Well the Emperor 400 comes with two of the Actual Filters 2 media baskets that go infront of the filters and then two biowheels.

ive been thinking about Co2 injection. Is there any risks? like can to much kill my fish? is it difficult to set up? 

Also i can find a variety of plants. my LPS only offers two types of plants and Petsmart offers the same ones. 

Do you buy yours offline?


----------



## Twistersmom

Well, I cant give any advice on how well the Emperor work with Co2, since I do not have Co2 in my tanks. I do have 3 Emperor 400s, and i really like them. The media baskets are great for adding extra carbon to remove meds. I buy generic media from DoctorFoster and Smith. Alot cheaper, and comes with a clamshell frame, so you can make your own media and save even more money. The filters have given me no troubles. Always start right up. Bio-wheels are always working properly. Have also used the bio-wheels to jump start a cycle on a new tank. Worked great!


----------



## cerianthus

bio-wheel is great idea but as it gets build up of gunk, it will stop turning. Needs jet spraying to remove the gunk or replace the wheel.
Wether it will handle 90 g, depends on amount and type of fish but would not recommend to use on 90 even 2 of them. Better off w/ 2 canister type.
I guess when someone said not w/ CO2 injection, I'm assuming CO2 loss due to action of bio-wheel thus purpose of inducing CO2 injection is waste of efforts.


----------



## Sucidemonkey

cerianthus said:


> bio-wheel is great idea but as it gets build up of gunk, it will stop turning. Needs jet spraying to remove the gunk or replace the wheel.
> Wether it will handle 90 g, depends on amount and type of fish but would not recommend to use on 90 even 2 of them. Better off w/ 2 canister type.
> I guess when someone said not w/ CO2 injection, I'm assuming CO2 loss due to action of bio-wheel thus purpose of inducing CO2 injection is waste of efforts.




well whats so great about the canister type? it seems to be twice almost 3 times more expensive and the GPH are alot lower? I understand the Co2 loss during the bio wheel action but 

$234.99 for a 
Fluval 405
340 GPH
Up to 100 gallons

vrs a 55$ Emperor 400 which is up to 90 gallons 400 GPH - Hang on power head


Ill spend the money if it seriously runs laps around the Emperor. Please and thank you for the help


----------



## 1077

I use two emperor 400's on an 80 gal discus tank, Two emperor 400's on a 75 gal and one emperor 280 on a 29 gal tank. They are no trouble and actually are a bit overkill on the 80 and 75 gal. If you keep the return water entering the tank below the water line then surface agitation that could drive off some co2 would be minimal.
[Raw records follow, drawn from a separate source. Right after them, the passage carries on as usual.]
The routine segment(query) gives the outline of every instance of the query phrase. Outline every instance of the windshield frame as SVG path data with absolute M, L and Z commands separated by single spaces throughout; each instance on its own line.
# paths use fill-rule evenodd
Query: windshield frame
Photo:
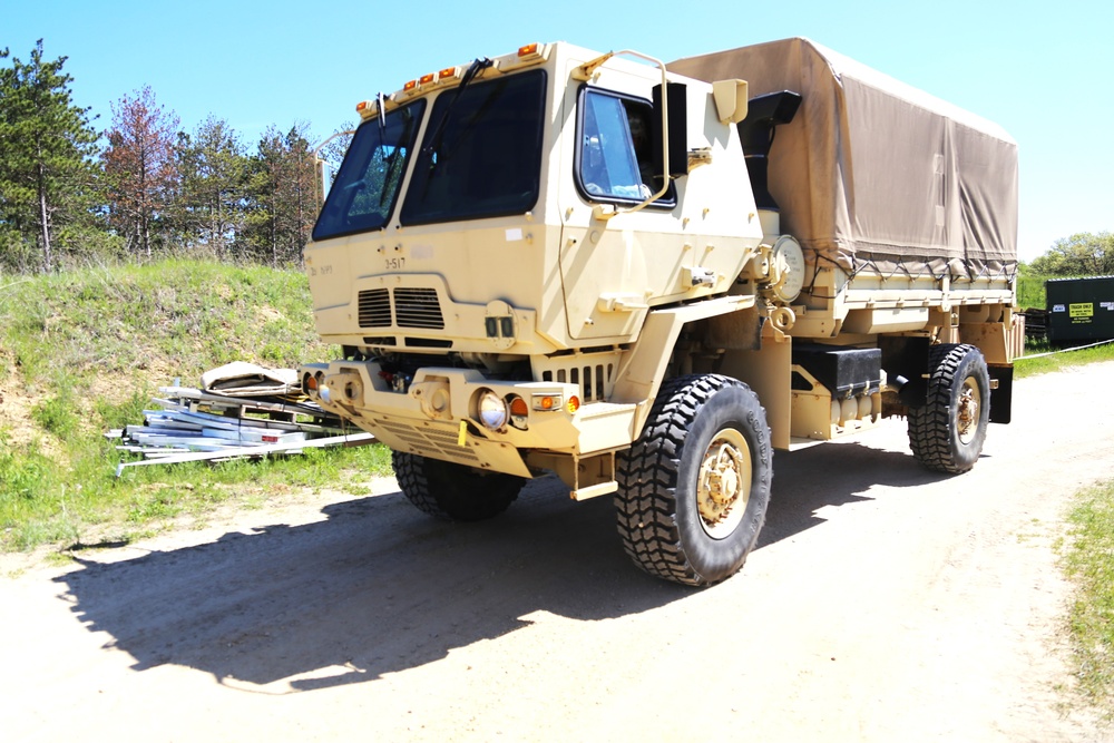
M 438 126 L 436 133 L 432 124 L 426 129 L 399 211 L 400 224 L 466 222 L 532 211 L 541 197 L 548 88 L 547 71 L 531 69 L 479 78 L 459 96 L 455 90 L 442 92 L 433 101 L 429 116 L 431 123 L 442 126 Z M 502 100 L 507 95 L 529 97 L 529 107 L 500 109 L 500 104 L 508 105 Z M 508 111 L 534 118 L 499 118 Z M 489 125 L 488 128 L 485 125 Z M 509 134 L 494 135 L 490 127 L 497 125 L 504 125 Z M 432 145 L 437 146 L 436 150 Z M 460 162 L 453 162 L 458 156 Z M 456 173 L 446 170 L 453 166 Z M 505 184 L 508 186 L 506 192 L 500 189 Z M 434 187 L 446 188 L 447 193 L 431 196 Z
M 426 116 L 426 104 L 424 98 L 419 98 L 388 113 L 382 120 L 375 116 L 359 126 L 313 225 L 315 242 L 374 232 L 390 224 Z M 400 129 L 397 136 L 393 136 L 393 128 Z M 387 143 L 384 137 L 389 137 Z M 395 159 L 400 151 L 401 159 Z M 377 154 L 382 167 L 387 168 L 381 178 L 382 187 L 374 193 L 365 192 L 360 186 L 367 186 Z M 378 201 L 375 208 L 354 212 L 360 206 L 361 194 L 371 202 Z

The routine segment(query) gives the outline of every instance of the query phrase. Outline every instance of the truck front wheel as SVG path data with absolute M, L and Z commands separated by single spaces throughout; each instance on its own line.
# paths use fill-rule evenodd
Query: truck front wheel
M 401 451 L 391 465 L 402 493 L 420 510 L 452 521 L 479 521 L 507 510 L 526 482 L 520 477 L 485 472 Z
M 720 374 L 666 382 L 618 460 L 618 531 L 638 567 L 701 586 L 743 566 L 773 478 L 770 428 L 750 388 Z
M 909 409 L 909 448 L 925 467 L 966 472 L 978 461 L 990 420 L 990 377 L 974 345 L 929 352 L 928 398 Z

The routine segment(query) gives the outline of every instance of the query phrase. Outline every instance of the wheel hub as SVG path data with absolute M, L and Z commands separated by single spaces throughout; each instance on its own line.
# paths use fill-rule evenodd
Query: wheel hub
M 964 380 L 964 387 L 959 391 L 959 408 L 956 411 L 956 426 L 959 432 L 959 440 L 970 443 L 978 431 L 978 418 L 981 397 L 978 384 L 973 378 Z
M 709 536 L 723 538 L 743 519 L 750 498 L 751 457 L 735 429 L 716 433 L 700 468 L 696 491 L 701 524 Z

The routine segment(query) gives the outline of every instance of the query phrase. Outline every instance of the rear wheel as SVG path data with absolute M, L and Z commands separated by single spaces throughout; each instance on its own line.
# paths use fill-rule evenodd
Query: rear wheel
M 391 465 L 402 493 L 419 509 L 452 521 L 479 521 L 507 510 L 526 480 L 401 451 Z
M 909 409 L 909 448 L 925 467 L 966 472 L 978 461 L 990 420 L 990 375 L 974 345 L 929 352 L 928 399 Z
M 619 456 L 627 555 L 692 586 L 737 571 L 765 522 L 772 457 L 765 411 L 745 384 L 719 374 L 664 384 L 638 441 Z

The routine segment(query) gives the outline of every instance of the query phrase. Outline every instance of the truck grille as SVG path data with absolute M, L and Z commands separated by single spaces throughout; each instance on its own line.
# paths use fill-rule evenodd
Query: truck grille
M 390 327 L 391 296 L 385 289 L 360 292 L 360 327 Z
M 394 313 L 399 327 L 444 327 L 441 304 L 432 289 L 394 290 Z
M 369 289 L 360 292 L 359 315 L 360 327 L 390 327 L 397 322 L 399 327 L 424 327 L 442 330 L 444 317 L 441 315 L 441 303 L 437 290 L 408 289 L 394 290 L 393 317 L 391 290 Z

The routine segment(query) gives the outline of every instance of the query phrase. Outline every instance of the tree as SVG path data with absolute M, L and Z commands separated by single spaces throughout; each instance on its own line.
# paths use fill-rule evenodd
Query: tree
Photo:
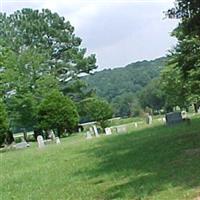
M 80 102 L 78 106 L 82 121 L 97 121 L 105 128 L 113 111 L 109 103 L 100 98 L 88 98 Z
M 121 117 L 137 116 L 141 110 L 137 96 L 131 92 L 116 97 L 112 102 L 112 106 L 115 115 Z
M 0 100 L 0 145 L 3 144 L 7 131 L 8 131 L 7 113 L 2 100 Z
M 61 92 L 53 90 L 38 108 L 38 127 L 44 130 L 56 130 L 58 136 L 66 130 L 69 133 L 78 125 L 79 116 L 71 99 Z
M 153 79 L 140 93 L 139 100 L 143 108 L 149 107 L 155 111 L 164 108 L 165 98 L 160 88 L 161 80 Z
M 37 105 L 46 94 L 69 87 L 79 93 L 79 76 L 97 68 L 95 55 L 86 56 L 74 27 L 50 10 L 0 13 L 0 21 L 1 96 L 12 124 L 36 126 Z
M 0 19 L 2 44 L 17 54 L 30 50 L 45 55 L 43 73 L 51 72 L 63 84 L 97 67 L 95 56 L 85 56 L 86 49 L 80 48 L 81 39 L 75 36 L 74 27 L 57 13 L 26 8 L 9 16 L 0 15 Z M 40 70 L 35 72 L 42 75 Z
M 167 16 L 180 19 L 172 34 L 178 39 L 178 44 L 171 51 L 168 69 L 170 70 L 171 64 L 174 66 L 173 70 L 177 69 L 181 76 L 179 81 L 185 91 L 182 96 L 195 105 L 197 112 L 200 106 L 200 2 L 177 0 L 175 8 L 167 11 Z

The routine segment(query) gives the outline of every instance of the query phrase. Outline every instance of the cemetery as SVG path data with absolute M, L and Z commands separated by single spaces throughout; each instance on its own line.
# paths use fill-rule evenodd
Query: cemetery
M 0 200 L 200 200 L 199 0 L 0 7 Z
M 84 132 L 77 133 L 61 138 L 59 145 L 46 145 L 38 136 L 38 144 L 2 153 L 2 198 L 10 199 L 11 194 L 16 199 L 138 199 L 150 194 L 164 199 L 166 192 L 172 199 L 187 199 L 197 195 L 192 185 L 198 185 L 194 176 L 200 176 L 200 116 L 191 117 L 190 126 L 168 126 L 159 119 L 151 126 L 145 119 L 138 127 L 134 122 L 132 131 L 125 134 L 121 127 L 122 133 L 115 133 L 116 127 L 106 128 L 105 136 L 93 134 L 92 140 Z M 123 185 L 120 191 L 119 184 Z

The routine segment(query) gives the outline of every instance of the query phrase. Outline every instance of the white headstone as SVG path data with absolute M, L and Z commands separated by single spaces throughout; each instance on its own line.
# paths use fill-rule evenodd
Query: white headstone
M 56 144 L 60 144 L 60 138 L 59 137 L 56 137 Z
M 118 126 L 117 127 L 117 133 L 126 133 L 127 129 L 125 126 Z
M 37 142 L 38 142 L 38 147 L 39 148 L 43 148 L 45 145 L 44 145 L 44 139 L 41 135 L 38 135 L 37 136 Z
M 29 146 L 30 145 L 27 142 L 20 142 L 20 143 L 15 144 L 16 149 L 23 149 Z
M 166 122 L 166 118 L 165 117 L 163 117 L 162 120 L 163 120 L 163 122 Z
M 151 115 L 149 115 L 149 124 L 152 124 L 152 122 L 153 122 L 153 118 Z
M 112 131 L 111 128 L 105 128 L 106 135 L 111 135 Z
M 92 138 L 92 135 L 90 133 L 90 131 L 87 131 L 86 133 L 86 139 L 91 139 Z
M 93 135 L 94 134 L 94 129 L 92 127 L 89 128 L 90 133 Z
M 97 130 L 97 127 L 96 125 L 93 125 L 93 129 L 94 129 L 94 134 L 96 137 L 99 137 L 99 133 L 98 133 L 98 130 Z
M 135 122 L 135 127 L 136 127 L 136 128 L 138 127 L 138 124 L 137 124 L 137 122 Z

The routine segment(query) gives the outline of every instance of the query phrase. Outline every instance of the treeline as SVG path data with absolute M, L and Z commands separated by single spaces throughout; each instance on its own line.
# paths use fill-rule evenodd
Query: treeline
M 103 70 L 85 78 L 112 104 L 116 116 L 170 112 L 177 107 L 200 109 L 200 2 L 177 0 L 165 14 L 180 20 L 172 33 L 177 45 L 167 58 Z
M 22 130 L 69 134 L 82 117 L 103 126 L 109 104 L 79 78 L 97 68 L 96 58 L 70 22 L 48 9 L 0 13 L 0 21 L 0 144 Z
M 166 63 L 166 57 L 131 63 L 123 68 L 96 72 L 84 80 L 112 104 L 116 116 L 135 116 L 145 107 L 163 108 L 157 79 Z

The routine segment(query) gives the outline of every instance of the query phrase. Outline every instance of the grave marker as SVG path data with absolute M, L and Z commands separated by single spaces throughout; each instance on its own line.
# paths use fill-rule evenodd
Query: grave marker
M 111 135 L 112 131 L 111 128 L 105 128 L 106 135 Z
M 181 112 L 167 113 L 165 118 L 167 125 L 177 124 L 183 121 Z
M 43 139 L 43 137 L 41 135 L 37 136 L 37 142 L 38 142 L 38 147 L 39 148 L 43 148 L 45 146 L 44 139 Z

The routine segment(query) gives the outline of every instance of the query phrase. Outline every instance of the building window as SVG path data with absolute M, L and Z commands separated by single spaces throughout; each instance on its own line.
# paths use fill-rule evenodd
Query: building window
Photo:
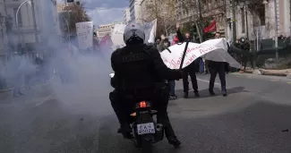
M 14 19 L 15 19 L 15 24 L 16 24 L 16 26 L 17 26 L 17 22 L 16 22 L 16 13 L 17 13 L 17 9 L 18 9 L 18 7 L 17 8 L 13 8 Z M 22 15 L 21 15 L 21 11 L 18 12 L 17 17 L 18 17 L 18 26 L 19 27 L 22 27 Z
M 241 8 L 241 18 L 242 18 L 242 33 L 245 33 L 245 15 L 244 9 Z

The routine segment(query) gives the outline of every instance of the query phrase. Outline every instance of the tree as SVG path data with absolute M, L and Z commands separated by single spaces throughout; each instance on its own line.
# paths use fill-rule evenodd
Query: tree
M 175 2 L 174 0 L 151 0 L 144 1 L 144 13 L 142 21 L 157 21 L 157 33 L 168 36 L 175 29 Z
M 184 15 L 184 22 L 193 22 L 195 25 L 200 39 L 203 39 L 203 29 L 210 19 L 226 18 L 226 0 L 180 0 L 178 16 Z
M 63 32 L 65 33 L 75 33 L 76 23 L 82 21 L 90 21 L 90 19 L 83 8 L 82 4 L 73 4 L 66 8 L 67 12 L 62 13 L 61 14 L 61 25 Z

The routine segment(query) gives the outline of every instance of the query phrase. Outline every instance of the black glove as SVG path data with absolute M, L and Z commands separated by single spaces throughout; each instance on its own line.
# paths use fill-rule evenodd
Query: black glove
M 176 79 L 176 81 L 179 81 L 179 80 L 182 79 L 182 78 L 184 77 L 184 72 L 183 71 L 179 71 L 179 72 L 180 72 L 180 77 L 179 77 L 179 79 Z

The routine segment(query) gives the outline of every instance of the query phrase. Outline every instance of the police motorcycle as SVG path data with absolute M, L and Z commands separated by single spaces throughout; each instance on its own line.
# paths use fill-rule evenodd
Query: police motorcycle
M 110 73 L 111 81 L 115 73 Z M 133 140 L 142 153 L 151 153 L 152 144 L 164 138 L 164 127 L 153 118 L 158 111 L 153 110 L 150 101 L 136 101 L 134 111 L 130 115 Z M 121 132 L 118 132 L 121 133 Z

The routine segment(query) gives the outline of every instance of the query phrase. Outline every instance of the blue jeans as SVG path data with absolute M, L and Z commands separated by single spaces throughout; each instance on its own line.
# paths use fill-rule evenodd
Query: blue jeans
M 7 84 L 5 79 L 0 76 L 0 89 L 6 89 L 6 88 L 7 88 Z
M 168 81 L 168 87 L 169 87 L 169 89 L 170 89 L 170 96 L 175 95 L 175 81 Z
M 204 72 L 204 62 L 202 59 L 199 61 L 200 72 Z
You just wouldn't want the water fall affect . That means keeping the tank level at the same level as the trim around the top of your tank. The spray bars on the emperor are easy to clean with the brush provided and i have cleaned them with the filter running. The bio-wheels should never be cleaned. The impeller needs cleaned once every couple months or whenever the flow of water is slowed down and does not pickup after rinsing the filter cartridges in aquarium water that you take out at water changes and is easy to do. I put the blue filter cartridges in the back furthest away when standing in front of it and the grey media cartridges closest to the back glass and they are filled with ceramic beads for extra biological purposes. The blue filters catch the majority of the crap in this way and grey media containers don't clog up. Once every three or four months I rinse them out if needed again in old aquarium water. Never use tap water. Hope some of this helps.


----------



## Tyyrlym

A big benefit of the biowheels over other HoB designs is that the primary source of biological filtration, the bio-wheels, are the part of the filter you're not going to mess with. You can perform normal filter maintenance without the risk of disturbing the bacterial colonies. If you're going to get a HoB filter get a marineland bio-wheel one.


----------



## Twistersmom

Canister filters are less work. The instrsuctions on mine, say to only clean out every 3 months. Most of the media inside can be washed off and reused. The biological section rinsed in tank water. After the initial cost, they are very inexpensive to maintain. Not to say you should get one. The Emperor is a fine filter. I have never had to replace a bio-wheel. My bio-wheels on my goldfish tank are the only ones I have ever had to clean. That was do to some algea growth from indirect sun light. They easly cleaned off in old tank water. The spray bars can get clogged over time, but easy to clean with the brushes you will get with your filter.


----------



## Pasfur

I find canister filters are way more trouble than Emperors. Canisters require a special effort to clean, where the Emperor filters have cartridges that are very easy to access at any time.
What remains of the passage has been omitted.